На меня — да, за всех не берусь сказать. На меня накладывает безусловно, я далеко не все могу себе позволить, да меня и не тянет допускать что-то, что вообще вне рамок приличий, так, попросту скажу.
Юрий Михайлович, еще чуть-чуть про современное творчество. Вот Вознесенский, очень хорошо вам известный, ведь его творчество, да и других шестидесятников, неотделимо от большой аудитории, звучащего слова и так далее, да?
Безусловно, да.
Кто-то говорит, что эта культура ушла. Где эти встречи в Политехническом музее с той же атмосферой и так далее. А с другой стороны, кто-то скажет: а вот современные рэп-батлы, где тоже какой-то нерв, какая-то боль? Вот меня один гость уверял, что в этом поколении хип-хопа, рэпа и так далее все продиктовано некоей большой внутренней болью. И кто-то скажет, что это вот продолжатели тех традиций, но вот на таком новом уровне. Я не знаю, насколько вы знакомы с этим, но вот как вам кажется, здесь можно говорить о какой-то преемственности или это уж совсем нетерпимо?
Да нет, конечно.
Нельзя?
Поэты-шестидесятники, при всей их коньюнктурной жилке у каждого, все-таки «поэт в России — больше, чем поэт» — это Евтушенко не придумал, и это в каждом осталось, или когда он писал: «А любил я Россию / всею кровью, хребтом — / ее реки в разливе / и когда подо льдом…» — чудесно. А какие есть строфы у Вознесенского: «О родина, попрощаемся, / буду звезда, ветла, / не плачу, не попрошайка, / спасибо, что жизнь была» — это ж строфы на разрыв аорты. А рэп, по-моему, это кривляние, я не берусь сказать, я вообще не знаю, что это такое, но меня и знать не тянет, просто иногда по телевизору что-то увидишь, какое-то уродство невероятное.

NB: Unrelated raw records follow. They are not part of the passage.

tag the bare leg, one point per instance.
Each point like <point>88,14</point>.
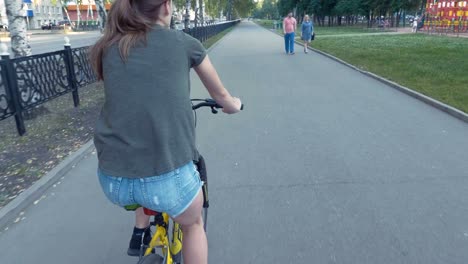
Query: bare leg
<point>141,220</point>
<point>195,244</point>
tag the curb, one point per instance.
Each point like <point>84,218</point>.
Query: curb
<point>426,99</point>
<point>12,210</point>
<point>27,198</point>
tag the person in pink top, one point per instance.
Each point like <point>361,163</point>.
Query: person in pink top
<point>289,28</point>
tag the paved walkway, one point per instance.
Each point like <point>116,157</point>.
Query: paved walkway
<point>325,165</point>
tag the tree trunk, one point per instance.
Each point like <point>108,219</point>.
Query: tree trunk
<point>187,14</point>
<point>78,13</point>
<point>102,14</point>
<point>202,12</point>
<point>17,26</point>
<point>65,9</point>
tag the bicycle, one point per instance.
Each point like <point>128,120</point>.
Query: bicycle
<point>170,247</point>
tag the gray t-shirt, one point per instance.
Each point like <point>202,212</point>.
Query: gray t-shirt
<point>146,126</point>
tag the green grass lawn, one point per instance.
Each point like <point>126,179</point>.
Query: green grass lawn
<point>434,66</point>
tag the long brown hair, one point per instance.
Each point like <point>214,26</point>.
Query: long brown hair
<point>128,22</point>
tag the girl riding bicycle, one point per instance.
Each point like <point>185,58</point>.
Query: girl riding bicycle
<point>145,135</point>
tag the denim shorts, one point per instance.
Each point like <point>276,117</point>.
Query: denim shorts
<point>172,192</point>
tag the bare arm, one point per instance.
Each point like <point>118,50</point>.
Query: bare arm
<point>215,87</point>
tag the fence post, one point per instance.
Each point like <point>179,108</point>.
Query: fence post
<point>71,72</point>
<point>12,89</point>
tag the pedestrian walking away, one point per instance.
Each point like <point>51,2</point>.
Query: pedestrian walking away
<point>307,30</point>
<point>289,27</point>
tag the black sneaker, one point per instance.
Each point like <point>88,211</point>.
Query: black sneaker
<point>135,243</point>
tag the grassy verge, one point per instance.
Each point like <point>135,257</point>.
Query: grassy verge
<point>432,65</point>
<point>50,138</point>
<point>209,42</point>
<point>326,31</point>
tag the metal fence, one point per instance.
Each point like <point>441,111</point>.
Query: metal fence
<point>30,81</point>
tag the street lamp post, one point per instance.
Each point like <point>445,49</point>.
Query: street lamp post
<point>25,10</point>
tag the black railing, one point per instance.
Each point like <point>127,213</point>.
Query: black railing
<point>30,81</point>
<point>209,30</point>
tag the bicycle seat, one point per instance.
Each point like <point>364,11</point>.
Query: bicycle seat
<point>147,211</point>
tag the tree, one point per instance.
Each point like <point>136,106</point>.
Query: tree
<point>17,26</point>
<point>102,14</point>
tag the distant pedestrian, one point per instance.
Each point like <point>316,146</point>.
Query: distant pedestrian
<point>307,29</point>
<point>289,29</point>
<point>415,26</point>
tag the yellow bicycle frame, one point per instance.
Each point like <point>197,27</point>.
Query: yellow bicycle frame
<point>161,240</point>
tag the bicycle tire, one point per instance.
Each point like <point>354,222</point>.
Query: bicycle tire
<point>151,259</point>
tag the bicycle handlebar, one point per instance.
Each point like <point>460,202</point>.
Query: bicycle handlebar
<point>208,103</point>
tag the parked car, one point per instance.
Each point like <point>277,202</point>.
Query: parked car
<point>4,27</point>
<point>65,23</point>
<point>48,26</point>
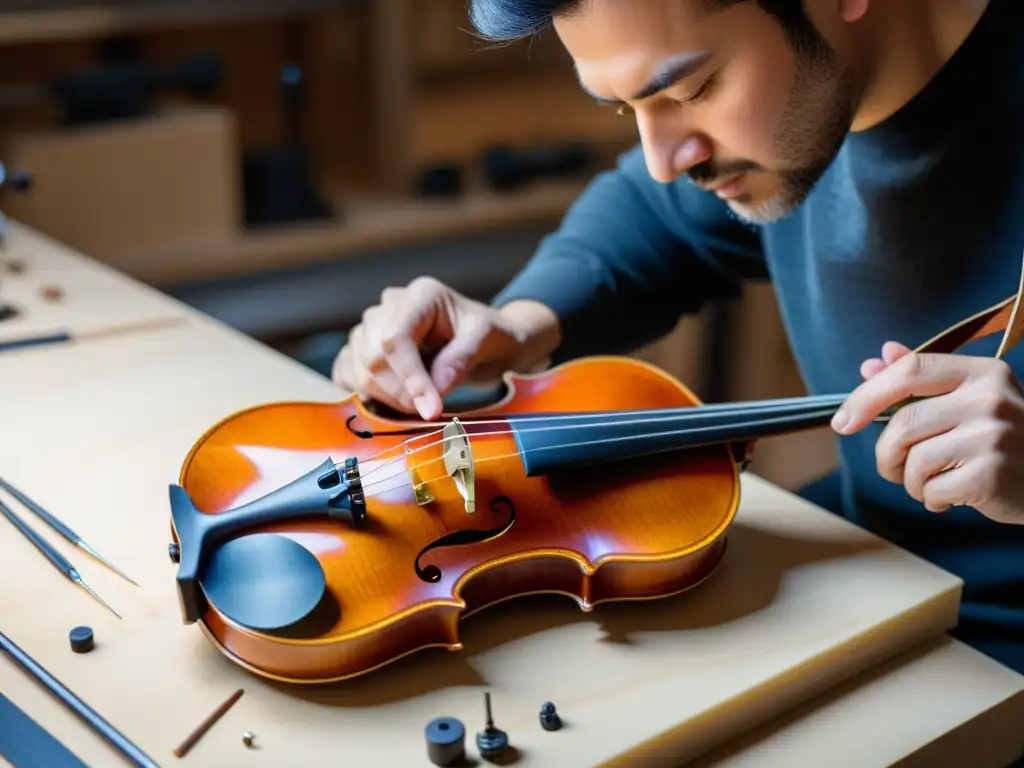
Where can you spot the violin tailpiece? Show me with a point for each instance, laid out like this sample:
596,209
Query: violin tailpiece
323,492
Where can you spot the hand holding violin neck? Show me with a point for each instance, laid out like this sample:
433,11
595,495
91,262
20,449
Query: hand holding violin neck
325,492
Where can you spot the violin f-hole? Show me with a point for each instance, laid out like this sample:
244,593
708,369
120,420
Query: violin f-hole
431,573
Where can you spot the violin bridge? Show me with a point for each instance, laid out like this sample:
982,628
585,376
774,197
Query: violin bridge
459,462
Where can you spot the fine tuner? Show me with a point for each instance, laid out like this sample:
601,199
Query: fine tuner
315,542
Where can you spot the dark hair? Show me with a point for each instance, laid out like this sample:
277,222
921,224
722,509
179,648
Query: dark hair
513,19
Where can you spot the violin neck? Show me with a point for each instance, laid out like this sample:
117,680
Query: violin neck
548,443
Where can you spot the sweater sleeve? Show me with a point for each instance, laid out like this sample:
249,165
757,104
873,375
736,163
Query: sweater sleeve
631,257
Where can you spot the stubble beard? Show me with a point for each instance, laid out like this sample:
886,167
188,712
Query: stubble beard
811,132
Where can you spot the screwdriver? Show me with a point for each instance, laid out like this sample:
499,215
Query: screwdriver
58,526
58,560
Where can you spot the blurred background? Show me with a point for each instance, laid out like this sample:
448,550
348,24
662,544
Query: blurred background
276,163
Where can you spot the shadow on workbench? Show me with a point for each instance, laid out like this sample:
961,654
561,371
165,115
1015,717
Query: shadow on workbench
745,583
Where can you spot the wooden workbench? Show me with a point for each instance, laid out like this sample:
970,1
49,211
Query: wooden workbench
805,604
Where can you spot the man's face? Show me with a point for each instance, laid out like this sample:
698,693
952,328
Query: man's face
724,97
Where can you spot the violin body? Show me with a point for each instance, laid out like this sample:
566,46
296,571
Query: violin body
643,527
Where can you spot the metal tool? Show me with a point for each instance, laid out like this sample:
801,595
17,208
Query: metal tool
85,713
25,743
58,526
59,561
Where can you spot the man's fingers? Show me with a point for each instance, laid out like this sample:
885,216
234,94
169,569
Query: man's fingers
893,350
913,425
406,360
911,376
871,367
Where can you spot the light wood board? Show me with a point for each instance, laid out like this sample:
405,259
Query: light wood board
96,299
802,602
942,705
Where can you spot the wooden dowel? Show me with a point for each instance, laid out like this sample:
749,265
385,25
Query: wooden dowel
181,750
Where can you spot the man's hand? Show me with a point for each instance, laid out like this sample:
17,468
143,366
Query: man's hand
962,445
384,358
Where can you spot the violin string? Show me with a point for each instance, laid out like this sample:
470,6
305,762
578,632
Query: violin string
521,454
681,415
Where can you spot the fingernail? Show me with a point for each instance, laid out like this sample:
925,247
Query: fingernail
423,404
840,421
444,378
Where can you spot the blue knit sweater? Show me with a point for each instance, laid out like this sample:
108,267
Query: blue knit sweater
918,224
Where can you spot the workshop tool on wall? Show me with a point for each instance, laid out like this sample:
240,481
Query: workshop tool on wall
58,526
52,554
117,90
279,182
25,743
85,713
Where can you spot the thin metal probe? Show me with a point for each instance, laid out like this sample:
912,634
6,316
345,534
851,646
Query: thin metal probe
85,713
56,559
61,528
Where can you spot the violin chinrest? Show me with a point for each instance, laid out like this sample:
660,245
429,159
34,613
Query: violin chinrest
264,582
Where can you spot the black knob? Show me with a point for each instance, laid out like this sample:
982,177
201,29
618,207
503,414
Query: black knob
492,741
81,639
549,718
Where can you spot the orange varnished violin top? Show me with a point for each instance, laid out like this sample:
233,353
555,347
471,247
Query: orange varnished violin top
315,542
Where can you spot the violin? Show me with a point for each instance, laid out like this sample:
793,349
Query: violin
316,542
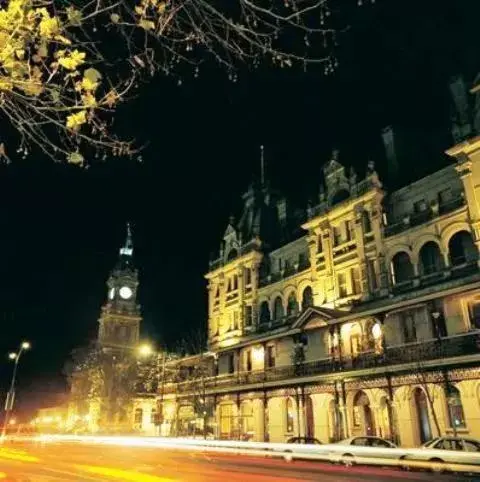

А может, это просто непонятная эстетика совсем, может быть, там…
Может быть.
Юрий Михайлович, еще один очень интересный для меня поворот этой же темы: в свое время Николай Николаевич Лисовой, Царствие Небесное, когда был у меня в программе, он напомнил, что смирение — это в том числе знание своей меры, и писалось даже «смерение» до революции, через «ять». А вот с этой точки зрения художник может быть смиренным, можете вы состояться как творец, зная при этом свою меру, тем более что — почему мне очень хотелось вас спросить — Павел Басинский, помню, определил вас, как смиренника-аристократа. Вот вы знаете свою меру как художник?
Это не надо знать даже, это не надо знать, это настолько органично, что, когда я пишу стихи, эта мера присутствует просто и все. Это не предмет знаний…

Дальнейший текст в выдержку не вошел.